Es una postura que parece compartir la mayoría de la sociedad israelí: casi el 80% de los judíos del país declara no estar «muy preocupados» o «preocupados en absoluto» por la hambruna y el sufrimiento de la población palestina en Gaza y piensa que Israel está haciendo esfuerzos para impedirlo, según una encuesta del think tank independiente Israel Democracy Institute de mediados de julio. Y según el Pew Research Center, el 42% de los judíos israelíes creen que su país debe controlar la Franja una vez que la guerra acabe, la opción con más apoyo.
Por el contrario, sólo el 31% de los judíos de Estados Unidos apoya la campaña militar de Israel en Gaza, según una encuesta reciente de las universidades de California y Rochester. De hecho, este mes de agosto más de mil rabinos y líderes judíos norteamericanos firmaron una carta pública urgiendo a Israel a permitir la entrada de ayuda humanitaria en Gaza y denunciando el uso del hambre como arma de guerra.
Más allá de las discrepancias sobre el conflicto árabe-israelí dentro del colectivo judío, Israel sí que ha conseguido convertirse en el gran motor demográfico del judaísmo.
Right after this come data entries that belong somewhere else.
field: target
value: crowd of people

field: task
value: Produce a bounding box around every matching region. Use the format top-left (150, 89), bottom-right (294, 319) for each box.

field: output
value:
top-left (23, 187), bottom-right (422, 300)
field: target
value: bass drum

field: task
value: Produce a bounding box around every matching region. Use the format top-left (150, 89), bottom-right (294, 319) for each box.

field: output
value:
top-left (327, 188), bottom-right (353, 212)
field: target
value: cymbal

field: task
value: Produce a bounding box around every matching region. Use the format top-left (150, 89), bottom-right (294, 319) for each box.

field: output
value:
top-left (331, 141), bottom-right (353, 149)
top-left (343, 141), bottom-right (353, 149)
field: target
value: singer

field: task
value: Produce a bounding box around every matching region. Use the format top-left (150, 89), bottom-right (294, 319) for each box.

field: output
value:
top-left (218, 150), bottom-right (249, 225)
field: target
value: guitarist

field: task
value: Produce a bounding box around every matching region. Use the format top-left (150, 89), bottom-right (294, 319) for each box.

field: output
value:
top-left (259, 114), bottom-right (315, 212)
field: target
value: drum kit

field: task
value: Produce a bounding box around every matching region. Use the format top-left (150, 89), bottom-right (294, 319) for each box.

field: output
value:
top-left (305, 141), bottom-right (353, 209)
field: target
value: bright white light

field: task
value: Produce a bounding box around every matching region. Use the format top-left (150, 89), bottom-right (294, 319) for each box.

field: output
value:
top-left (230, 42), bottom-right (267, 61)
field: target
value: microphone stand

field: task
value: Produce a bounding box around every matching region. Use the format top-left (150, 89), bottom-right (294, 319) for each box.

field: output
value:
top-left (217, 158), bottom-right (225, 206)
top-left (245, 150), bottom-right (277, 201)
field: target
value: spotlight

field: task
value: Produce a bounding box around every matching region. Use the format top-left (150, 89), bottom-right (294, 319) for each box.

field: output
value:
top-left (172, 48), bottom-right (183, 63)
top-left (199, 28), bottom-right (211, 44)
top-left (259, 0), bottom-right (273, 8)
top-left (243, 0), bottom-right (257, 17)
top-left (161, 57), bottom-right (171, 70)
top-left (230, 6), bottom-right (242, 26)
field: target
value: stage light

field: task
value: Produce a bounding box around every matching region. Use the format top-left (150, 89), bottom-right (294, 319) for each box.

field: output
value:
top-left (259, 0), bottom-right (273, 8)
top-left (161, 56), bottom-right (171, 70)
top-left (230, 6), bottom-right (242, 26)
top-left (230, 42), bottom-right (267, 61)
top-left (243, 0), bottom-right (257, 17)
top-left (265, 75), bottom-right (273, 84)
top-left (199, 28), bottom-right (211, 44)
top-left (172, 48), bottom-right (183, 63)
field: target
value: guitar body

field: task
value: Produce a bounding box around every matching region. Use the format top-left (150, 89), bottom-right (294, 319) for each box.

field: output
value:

Con una tasa de fecundidad de 2,85 hijos por mujer —frente, por ejemplo, a la de 1,12 de España—, el Estado hebreo ha duplicado su población en las últimas tres décadas y ya roza los diez millones de habitantes. Mientras, el resto de comunidades judías han permanecido estables o incluso están viendo menguar su tamaño a consecuencia del envejecimiento, el matrimonio interreligioso y la migración al propio Israel.
A pesar de ello, para Netanyahu la supervivencia de los judíos sigue corriendo peligro, y no dudó en comparar los actos terroristas del 7 de octubre de 2023 perpetrados por Hamás con la masacre de Babi Yar de 1941 en Ucrania, en la que fueron asesinados más de 33.000 judíos. Para el Israel actual, sionismo y judaísmo son lo mismo, por mucho que la mayoría de sus integrantes vivan fuera de sus fronteras o que la oposición a su agenda colonial, especialmente en Gaza, siga sumando apoyos en la comunidad judía global.